PHYSICS-INFORMED MACHINE LEARNING FOR PREDICTIVE QUALITY CONTROL IN METAL ADDITIVE MANUFACTURING
Abstract
Metal additive manufacturing has transformed advanced production by enabling the fabrication of complex components with high design flexibility and reduced material waste. However, maintaining consistent quality remains challenging due to complex physical interactions among thermal behavior, material properties, process parameters, and defect formation mechanisms.
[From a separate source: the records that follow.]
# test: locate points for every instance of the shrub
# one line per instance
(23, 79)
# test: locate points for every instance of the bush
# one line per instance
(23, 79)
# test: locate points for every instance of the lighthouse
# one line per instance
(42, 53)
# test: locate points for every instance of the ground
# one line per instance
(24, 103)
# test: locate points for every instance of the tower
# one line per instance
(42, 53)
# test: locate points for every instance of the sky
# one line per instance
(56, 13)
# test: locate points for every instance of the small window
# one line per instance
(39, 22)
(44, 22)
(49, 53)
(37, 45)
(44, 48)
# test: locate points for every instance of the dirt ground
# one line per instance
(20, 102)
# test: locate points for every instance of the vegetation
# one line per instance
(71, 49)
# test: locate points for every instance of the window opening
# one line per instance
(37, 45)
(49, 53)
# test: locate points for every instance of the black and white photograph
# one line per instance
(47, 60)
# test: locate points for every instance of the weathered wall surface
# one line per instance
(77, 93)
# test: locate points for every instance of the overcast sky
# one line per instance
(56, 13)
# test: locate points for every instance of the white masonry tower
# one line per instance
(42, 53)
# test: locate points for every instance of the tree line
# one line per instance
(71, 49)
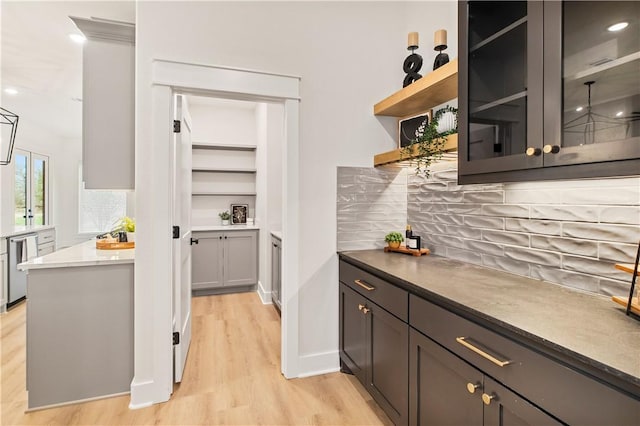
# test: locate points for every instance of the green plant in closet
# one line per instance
(429, 144)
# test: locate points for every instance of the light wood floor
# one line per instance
(232, 377)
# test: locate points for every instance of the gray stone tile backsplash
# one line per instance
(566, 232)
(371, 202)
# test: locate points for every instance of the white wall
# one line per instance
(64, 156)
(349, 56)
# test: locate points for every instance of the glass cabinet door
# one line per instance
(501, 108)
(592, 81)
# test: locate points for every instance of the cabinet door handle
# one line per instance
(471, 387)
(532, 152)
(482, 353)
(364, 285)
(487, 398)
(551, 149)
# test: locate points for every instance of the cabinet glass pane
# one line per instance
(497, 79)
(601, 73)
(20, 190)
(487, 18)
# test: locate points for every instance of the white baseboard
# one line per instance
(145, 394)
(265, 296)
(319, 363)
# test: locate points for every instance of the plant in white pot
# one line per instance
(225, 216)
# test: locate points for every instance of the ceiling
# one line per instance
(44, 65)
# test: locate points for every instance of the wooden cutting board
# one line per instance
(404, 249)
(104, 245)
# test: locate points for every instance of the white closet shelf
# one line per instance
(223, 146)
(221, 170)
(231, 193)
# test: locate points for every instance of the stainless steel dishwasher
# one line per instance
(17, 288)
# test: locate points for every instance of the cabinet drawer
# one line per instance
(567, 394)
(46, 236)
(392, 298)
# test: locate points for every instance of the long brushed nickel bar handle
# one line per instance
(482, 353)
(364, 285)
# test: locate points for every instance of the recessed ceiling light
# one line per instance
(617, 27)
(78, 38)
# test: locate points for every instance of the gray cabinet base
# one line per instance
(79, 333)
(224, 290)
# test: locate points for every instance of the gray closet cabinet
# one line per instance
(224, 259)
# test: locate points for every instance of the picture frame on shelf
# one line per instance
(239, 213)
(408, 126)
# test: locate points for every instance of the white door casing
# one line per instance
(181, 189)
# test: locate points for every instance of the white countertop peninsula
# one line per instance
(225, 228)
(83, 254)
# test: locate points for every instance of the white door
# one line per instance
(182, 244)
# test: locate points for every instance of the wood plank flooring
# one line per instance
(232, 377)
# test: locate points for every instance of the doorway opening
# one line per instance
(273, 96)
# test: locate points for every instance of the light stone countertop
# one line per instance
(588, 328)
(19, 230)
(203, 228)
(83, 254)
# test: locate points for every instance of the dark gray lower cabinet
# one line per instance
(374, 345)
(426, 364)
(445, 390)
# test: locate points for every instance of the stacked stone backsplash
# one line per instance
(566, 232)
(371, 203)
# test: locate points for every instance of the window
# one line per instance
(31, 188)
(99, 210)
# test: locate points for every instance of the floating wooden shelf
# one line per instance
(433, 89)
(396, 155)
(635, 304)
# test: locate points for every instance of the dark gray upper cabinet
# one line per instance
(546, 91)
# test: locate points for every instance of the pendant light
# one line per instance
(8, 127)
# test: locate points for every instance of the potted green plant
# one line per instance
(428, 146)
(128, 225)
(225, 216)
(394, 239)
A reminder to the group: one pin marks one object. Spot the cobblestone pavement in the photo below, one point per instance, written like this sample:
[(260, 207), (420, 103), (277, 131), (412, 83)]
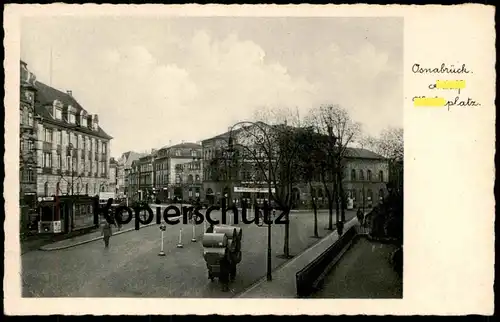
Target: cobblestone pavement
[(131, 266)]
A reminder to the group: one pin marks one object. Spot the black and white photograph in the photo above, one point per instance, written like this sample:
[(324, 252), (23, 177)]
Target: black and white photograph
[(211, 157)]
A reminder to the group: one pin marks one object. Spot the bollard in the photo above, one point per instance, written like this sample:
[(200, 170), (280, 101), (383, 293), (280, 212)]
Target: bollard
[(179, 245), (194, 234), (162, 253)]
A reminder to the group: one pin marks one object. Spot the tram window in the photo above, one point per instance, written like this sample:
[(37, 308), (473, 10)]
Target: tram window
[(47, 213)]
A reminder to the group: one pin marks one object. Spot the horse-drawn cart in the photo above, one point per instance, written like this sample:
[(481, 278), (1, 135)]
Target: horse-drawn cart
[(222, 252)]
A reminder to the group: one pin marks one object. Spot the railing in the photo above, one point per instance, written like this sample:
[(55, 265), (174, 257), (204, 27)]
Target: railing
[(310, 277)]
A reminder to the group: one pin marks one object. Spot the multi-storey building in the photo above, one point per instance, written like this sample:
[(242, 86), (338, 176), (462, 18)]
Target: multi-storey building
[(72, 149), (27, 140), (161, 174), (113, 178), (124, 165), (364, 179)]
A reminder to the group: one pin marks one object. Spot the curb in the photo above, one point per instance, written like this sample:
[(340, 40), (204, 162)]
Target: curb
[(42, 248), (264, 279)]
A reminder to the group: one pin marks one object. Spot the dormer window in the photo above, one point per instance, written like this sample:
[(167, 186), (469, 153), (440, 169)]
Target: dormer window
[(58, 114), (84, 119)]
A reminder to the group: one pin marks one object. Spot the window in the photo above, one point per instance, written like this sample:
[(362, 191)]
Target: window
[(47, 160), (30, 119), (48, 135), (59, 161)]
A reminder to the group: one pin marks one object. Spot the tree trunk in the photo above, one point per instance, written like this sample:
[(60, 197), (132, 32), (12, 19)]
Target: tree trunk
[(342, 200), (315, 219), (286, 245), (330, 213)]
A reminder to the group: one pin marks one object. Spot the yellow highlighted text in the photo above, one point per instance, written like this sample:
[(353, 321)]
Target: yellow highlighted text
[(429, 101), (450, 84)]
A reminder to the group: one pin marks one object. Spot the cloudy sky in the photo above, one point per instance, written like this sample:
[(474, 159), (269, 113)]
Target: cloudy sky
[(158, 80)]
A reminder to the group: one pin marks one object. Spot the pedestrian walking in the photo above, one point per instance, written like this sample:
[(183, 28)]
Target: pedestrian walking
[(106, 233), (360, 217)]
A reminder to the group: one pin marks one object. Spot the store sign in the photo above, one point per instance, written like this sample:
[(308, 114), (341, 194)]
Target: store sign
[(255, 190), (46, 199)]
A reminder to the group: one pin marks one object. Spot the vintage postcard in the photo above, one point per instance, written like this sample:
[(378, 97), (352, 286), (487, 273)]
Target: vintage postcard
[(301, 159)]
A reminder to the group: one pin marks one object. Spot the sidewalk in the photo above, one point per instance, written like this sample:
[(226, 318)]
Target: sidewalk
[(283, 283), (90, 237)]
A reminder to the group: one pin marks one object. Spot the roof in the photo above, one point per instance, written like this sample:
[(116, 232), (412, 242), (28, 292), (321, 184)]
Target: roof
[(362, 154), (46, 96)]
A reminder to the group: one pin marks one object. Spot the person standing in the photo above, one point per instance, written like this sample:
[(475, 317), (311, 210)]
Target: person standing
[(360, 217), (106, 233)]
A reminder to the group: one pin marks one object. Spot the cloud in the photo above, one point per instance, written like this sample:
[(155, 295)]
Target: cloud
[(224, 82), (193, 86)]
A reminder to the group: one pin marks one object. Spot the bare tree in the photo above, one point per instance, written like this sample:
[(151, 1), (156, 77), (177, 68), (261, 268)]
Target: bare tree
[(270, 143), (335, 123)]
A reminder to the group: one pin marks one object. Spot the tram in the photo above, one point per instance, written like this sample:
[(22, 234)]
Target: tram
[(65, 214)]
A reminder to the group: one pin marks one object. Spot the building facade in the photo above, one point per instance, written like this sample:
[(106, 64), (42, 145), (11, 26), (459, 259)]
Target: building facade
[(162, 176), (124, 164), (113, 177), (240, 178), (72, 149), (27, 140)]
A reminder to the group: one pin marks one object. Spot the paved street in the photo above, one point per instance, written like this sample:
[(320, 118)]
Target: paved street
[(132, 267)]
This paper proposes a PhysicsInformed Machine Learning (PIML) framework for predictive quality control in metal additive manufacturing by integrating physical process knowledge with machine learning, Industrial Internet of Things (IIoT), Digital Twin technology, multi-sensor data fusion, and predictive analytics. The proposed methodology combines sensor-driven manufacturing data with physics-based constraints to improve defect prediction, process understanding, and adaptive quality control. Experimental evaluation demonstrates improvements in defect prediction accuracy, model reliability, process stability, parameter optimization, and manufacturing efficiency. The proposed framework provides a trustworthy and scalable solution for intelligent additive manufacturing by combining data-driven intelligence with physical process awareness for Industry 4.0-enabled production environments. Keywords— Physics-Informed Machine Learning, Additive Manufacturing, Predictive Quality Control, Digital Twin, Machine Learning, IIoT, Smart Manufacturing, Industry 4.0.